Die Kritik kam natürlich prompt, der Autor musste mit Personenschutz zur Buchvorstellung. Aber auch Atheisten waren nicht glücklich, Pullman versuche immerhin Jesus zu retten. Kluge Kritik etwa kam damals, 2010, von dem Theologen Gerard O’Collins.

Großinquisitor, neu aufgelegt

Das Ganze ist natürlich eine literarische Vorstellung, kein wirklicher Umgang mit Geschichte und Bibel. Was mich wiederum gleich zu DEM Text greifen lässt, der das Vorbild für die ganze Gattung ist, Der Großinquisitor von Fjodor Dostojewskij, aus den Gebrüdern Karamasow.

Ein direkter Berührungspunkt zwischen dem „Schurken Christus“ und dem Inquisitor ist etwa das Wunder, das den Glauben ersetzt. Ein zweiter Punkt ist die Freiheit: die wahre Freiheit erlangt der Mensch erst, wenn er der Freiheit entsagt und sich unterwirft, sagt der Großinquisitor. Jesu unbedingte Freiheit überfordere den Menschen, die Kirche hingegen habe die Tat Jesu „verbessert“ (wörtlich so auch im „Schurken Christus“) und auf Autorität gegründet, damit auch erkennbar gemacht für die Menschen, die nicht so stark sind und die Hilfestellungen brauchen.

Die so verstandene Kirche habe Platz für den Schwachen, überfordere ihn nicht. Aber dazu braucht es halt Regeln und Autorität, welche die absolute Freiheit ersetzen, so die „Phantasie“ die Dostojewskij dem Inquisitor in den Mund legt.

Kirche und Freiheit

Beide Erzählungen vereint, dass „Kirche“ etwas Anderes will, als Jesus gewollt habe.

Warum mache ich das hier so ausführlich? Weil es ein wunderbares Beispiel für Kirchenkritik ist, wie sie in den Köpfen vieler Leute steckt und mir immer wieder begegnet. Und weil es um das Thema geht, dass wie kein anderes ethische, moralische, gesellschaftliche Fragen durchzieht, auch wenn es nicht aus gesprochen wird. Das Thema Freiheit.

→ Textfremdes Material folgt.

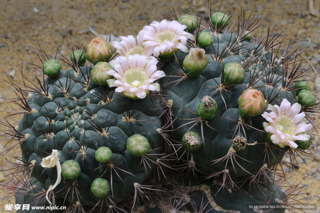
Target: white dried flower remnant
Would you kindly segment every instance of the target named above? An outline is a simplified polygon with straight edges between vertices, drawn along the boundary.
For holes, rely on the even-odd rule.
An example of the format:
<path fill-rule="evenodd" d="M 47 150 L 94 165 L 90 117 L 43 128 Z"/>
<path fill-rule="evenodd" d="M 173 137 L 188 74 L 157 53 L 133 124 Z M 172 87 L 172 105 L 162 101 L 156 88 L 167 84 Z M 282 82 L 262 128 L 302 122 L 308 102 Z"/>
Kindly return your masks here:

Und mit Literatur macht es einfach mehr Spaß.

Mein Problem mit dieser Art Kirchenkritik ist, dass Kirche nicht mehr kritisierbar wird. Klingt wie ein Widerspruch, ist in meinen Augen aber keiner. Die Kirche wird im literarischen Trick insgesamt zu einer Verfälschung der Botschaft Jesu. Das Sündhafte in der Kirchengeschickte wird so dem Guten gleichgestellt, Sünden und Schlimmes und Falsches wird nicht mehr identifizierbar, weil ja alles gleich falsch ist. Das Sündhafte wird in den Grund der Kirche hinein gelesen.

Damit wird die Erzählung sowas wie eine umgedrehte Prophetie. Es gibt keine Freiheit mehr, weil ja alles falsch ist, es ist egal, was man tut oder nicht.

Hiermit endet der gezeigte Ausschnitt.